Military mobility – once overlooked and underfunded – has become a cornerstone of the EU’s defence ambitions. This shift reflects a stark reality: Russia’s full-scale invasion of Ukraine has entered its fifth year, US engagement in European security is increasingly uncertain, and the prospect of a Russian attack on NATO territory by 2029 has shifted from a hypothetical to a planning assumption.
The EU’s ambition to enable the free movement of military assets across borders at speed and scale has thus grown. Most notably, the European Commission and the High Representative published a Joint Communication on military mobility in November 2025, outlining concrete steps towards a “Military Schengen” by 2030.
The communication sets out an ambitious roadmap and addresses many long-standing concerns, including the need for less paperwork, emergency mechanisms and resilient infrastructure.
Yet ambition alone will not deliver results. The final shape and binding force of the regulation, as well as the size of associated budgets, will hinge on negotiations among member states that risk being slowed by national prerogatives and bureaucratic inertia.
Recent efforts by member states and the European Parliament to curb the Commission’s role in crisis logistics and emergency activation reflect a broader push to reassert national control and limit supranational authority.
Meaningful progress, however, does not depend on unanimous decisions among all 27 member states.

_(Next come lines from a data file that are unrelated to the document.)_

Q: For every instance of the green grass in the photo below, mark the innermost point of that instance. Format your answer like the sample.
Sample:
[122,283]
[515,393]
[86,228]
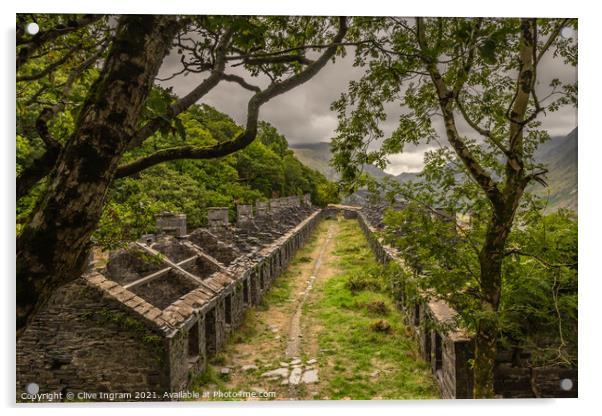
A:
[355,346]
[280,292]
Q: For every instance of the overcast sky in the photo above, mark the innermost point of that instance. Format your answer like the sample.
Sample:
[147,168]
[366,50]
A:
[303,115]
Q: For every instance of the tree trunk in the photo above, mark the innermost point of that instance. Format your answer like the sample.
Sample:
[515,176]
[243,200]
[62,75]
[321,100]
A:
[491,259]
[54,246]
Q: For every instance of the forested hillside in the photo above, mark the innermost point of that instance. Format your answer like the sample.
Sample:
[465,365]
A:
[267,168]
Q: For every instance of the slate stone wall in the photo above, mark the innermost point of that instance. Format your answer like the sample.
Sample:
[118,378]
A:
[450,363]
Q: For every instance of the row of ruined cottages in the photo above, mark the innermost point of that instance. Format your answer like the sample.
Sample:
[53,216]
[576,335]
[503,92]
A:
[150,317]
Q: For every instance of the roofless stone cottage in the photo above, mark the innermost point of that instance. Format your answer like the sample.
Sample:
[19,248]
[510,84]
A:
[150,319]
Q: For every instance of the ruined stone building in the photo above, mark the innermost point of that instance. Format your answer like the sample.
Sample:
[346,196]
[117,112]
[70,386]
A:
[449,349]
[150,318]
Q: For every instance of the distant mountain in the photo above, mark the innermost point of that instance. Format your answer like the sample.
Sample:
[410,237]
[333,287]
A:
[559,154]
[317,156]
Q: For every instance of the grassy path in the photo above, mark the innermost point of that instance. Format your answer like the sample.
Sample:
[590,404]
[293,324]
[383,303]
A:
[330,312]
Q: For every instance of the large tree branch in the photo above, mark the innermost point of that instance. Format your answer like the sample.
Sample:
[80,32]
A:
[551,39]
[41,166]
[246,137]
[446,97]
[240,81]
[192,97]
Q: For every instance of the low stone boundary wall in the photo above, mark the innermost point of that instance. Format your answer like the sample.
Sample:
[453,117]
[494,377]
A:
[449,351]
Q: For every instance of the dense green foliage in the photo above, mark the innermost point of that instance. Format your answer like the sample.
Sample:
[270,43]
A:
[538,307]
[264,169]
[267,168]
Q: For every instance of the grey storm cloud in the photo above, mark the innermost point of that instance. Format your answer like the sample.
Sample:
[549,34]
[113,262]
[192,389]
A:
[303,115]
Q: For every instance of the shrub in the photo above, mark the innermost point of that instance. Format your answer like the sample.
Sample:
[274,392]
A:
[381,325]
[358,282]
[378,307]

The emergence of coalitions advancing practical solutions on military mobility – such as regional cooperation between Poland, Germany and the Netherlands, or corridor initiatives in the Baltic and Southern European regions – demonstrates this.

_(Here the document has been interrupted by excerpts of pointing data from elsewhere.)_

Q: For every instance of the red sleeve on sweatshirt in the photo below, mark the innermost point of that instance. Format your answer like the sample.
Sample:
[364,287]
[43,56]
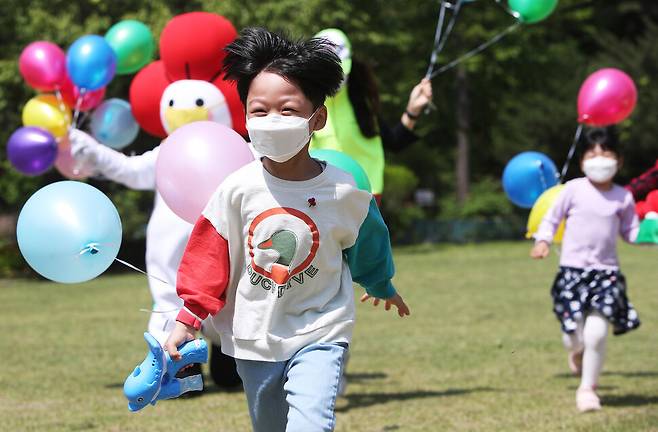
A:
[203,274]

European capitals should therefore waste no time and focus on the many low-hanging fruits: measures that are politically feasible, technically straightforward and operationally consequential.
First, member states should systematically identify where existing systems would fail under pressure. One effective way to do so is to task red teams to ‘attack’ European military mobility infrastructure and procedures. Red teaming is increasingly used in the private and public sectors to identify weaknesses, challenge assumptions and anticipate threats.

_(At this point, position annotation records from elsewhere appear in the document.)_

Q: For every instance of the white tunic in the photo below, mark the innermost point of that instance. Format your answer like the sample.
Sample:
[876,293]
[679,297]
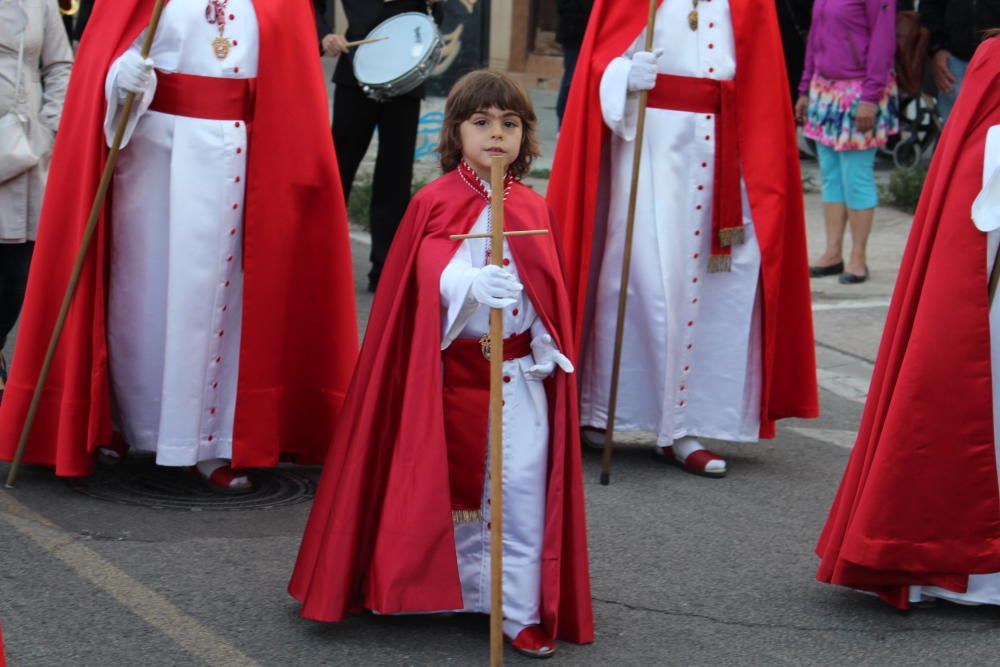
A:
[983,588]
[525,449]
[691,354]
[175,301]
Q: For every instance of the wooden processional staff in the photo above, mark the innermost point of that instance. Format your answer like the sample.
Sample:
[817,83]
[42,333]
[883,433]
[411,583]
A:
[609,433]
[81,256]
[496,236]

The most effective red teams are independent and interdisciplinary, helping to avoid groupthink and inertia. One EU country’s team of professional ‘saboteurs’ – military and civilian; logisticians, cyber security experts, and information warriors – should be invited to stress-test another’s plans to host and transit allied troops and equipment, and vice versa.
Such exercises would expose underappreciated vulnerabilities while generating new ideas for disrupting adversary force movements should deterrence fail and crisis turn into conflict.
To up the challenge – and draw on combat-tested expertise – the EU should invite Ukrainian red teams to test European systems and planning assumptions. In recent exercises, Ukrainian participants have already confronted NATO troops with formidable challenges and learning opportunities.
Second, strengthening societal resilience against sabotage and hybrid threats is imperative. Since the expulsion of Russian diplomats and intelligence officers in February 2022, the Kremlin has increasingly relied on ‘disposable agents’ – low-skilled third-country nationals recruited online – to photograph infrastructure, track supply movements or carry out low-cost attacks.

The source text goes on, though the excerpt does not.